А вечером она отправилась погулять по городу. Толпа вынесла ее к центру. Где-то недалеко был парк; танцы, видно, еще не начались, но молодежь уже собралась, парочки, группы по три-четыре человека прохаживались по проспекту, по проезжей его части, где движение почему-то было запрещено. И снова, как и днем, на рынке, ею овладело непонятное возбуждение, ей хотелось взять в соучастники своей радости всех этих ребят, которые предавались незамысловатому провинциальному развлечению, бесцеремонно разглядывали друг друга и сами охотно подставляли себя под чужие любопытные взгляды.
Правда, в этой прогулке что-то смущало, беспокоило ее. Долго не могла понять — что, но потом увидела: она выглядела здесь явно чужой среди молодых девчонок и ребят с восторженным блеском в глазах. Она уже прошла через все это: и ритуал знакомства, и долгое стояние в подъезде, когда прислоняешься к пыльной батарее, собираешься уходить, но никак не можешь уйти; и кино, когда видишь, как его рука тянется к твоей, — все это уже было, десятки раз было. Но главное, она знала и финал этих так похожих друг на друга спектаклей, а они пришли только к началу первого действия. Алла внушала себе, что ей жаль этих девчонок, которым еще предстоят разочарования, и слезы, и запоздалые покаяния, которые уже ничего не смогут изменить, но вместе с тем она понимала, что завидует им.
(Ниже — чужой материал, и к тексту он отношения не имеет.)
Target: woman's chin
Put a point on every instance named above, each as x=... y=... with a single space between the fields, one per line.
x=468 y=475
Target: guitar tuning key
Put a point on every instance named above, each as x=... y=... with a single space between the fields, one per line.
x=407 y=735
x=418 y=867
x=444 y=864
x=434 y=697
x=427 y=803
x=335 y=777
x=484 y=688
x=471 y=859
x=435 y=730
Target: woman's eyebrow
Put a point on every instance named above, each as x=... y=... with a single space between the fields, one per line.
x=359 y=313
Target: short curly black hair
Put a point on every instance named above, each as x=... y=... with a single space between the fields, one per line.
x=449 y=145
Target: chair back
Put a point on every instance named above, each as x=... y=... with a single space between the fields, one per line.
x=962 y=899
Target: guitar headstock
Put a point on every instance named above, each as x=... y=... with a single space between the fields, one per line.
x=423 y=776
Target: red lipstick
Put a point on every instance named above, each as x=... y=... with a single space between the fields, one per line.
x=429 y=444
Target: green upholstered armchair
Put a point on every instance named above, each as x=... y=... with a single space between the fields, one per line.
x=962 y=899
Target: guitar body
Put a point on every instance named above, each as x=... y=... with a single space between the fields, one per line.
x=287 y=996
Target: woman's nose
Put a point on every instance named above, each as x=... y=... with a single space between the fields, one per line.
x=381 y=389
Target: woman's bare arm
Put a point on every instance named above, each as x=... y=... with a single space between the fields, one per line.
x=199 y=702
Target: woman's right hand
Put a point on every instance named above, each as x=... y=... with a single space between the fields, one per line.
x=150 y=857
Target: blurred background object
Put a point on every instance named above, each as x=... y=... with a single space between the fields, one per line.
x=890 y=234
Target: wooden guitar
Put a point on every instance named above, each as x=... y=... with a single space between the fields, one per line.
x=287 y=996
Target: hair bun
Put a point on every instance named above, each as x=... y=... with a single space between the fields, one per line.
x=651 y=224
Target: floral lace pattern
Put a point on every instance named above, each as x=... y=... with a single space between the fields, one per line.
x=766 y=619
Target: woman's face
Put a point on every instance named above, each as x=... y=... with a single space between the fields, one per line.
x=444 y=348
И вдруг остро, до боли ощутила она, что все невозвратимо. Ей никогда уже не будет ни шестнадцати, ни девятнадцати, ни даже двадцати двух — не будет. Мысль эта была так внезапна, что Алла попыталась отогнать ее от себя, как делала это уже не раз, когда что-то смутно тревожило ее, только тогда она еще не знала, что это за чувство. И она поняла, как бессмысленны ее надежды казаться вечно юной девчонкой, как нелепы ее девичьи ужимки, косички и бантики… впрочем, она в сердцах принялась уже наговаривать на себя, а ей и без того было тошно.
Из Воронежа Алла уезжала разбитой, уставшей. Опять, как и тогда, на рынке, был яркий и шумный день, была обычная вокзальная суета, которая всегда умиляла Аллу, но сегодня только раздражала. Она сухо кивнула соседям по купе, на их вопросы отвечала односложно и мечтала только об одном: поскорее вернуться в Москву.
Уже здесь, в своей пятнадцатиметровой комнатке, среди всего привычного и любимого ею — книг, пластинок, керамики, куклы Маши с подведенными глазами — Алла разобралась в своих воронежских ощущениях. Теперь ей стало окончательно ясно, почему так больно подействовала на нее мысль об ушедших годах: слишком много хорошего было связано у нее с этим прекрасным и беспечным возрастом. Ей вспоминался легкий безостановочный полет; теперь она словно с размаху налетела на какую-то стену. Когда именно это случилось, она не знала, только чувствовала, что с каждым месяцем она все больше замыкается в себе, все чаще, обворожительно улыбаясь, говорит людям колкости, чтобы потом терзаться, ругать себя на чем свет стоит. Она все больше входила в роль: жеманничать, хитрить, ставить собеседника в тупик неожиданными поворотами в словах и поступках.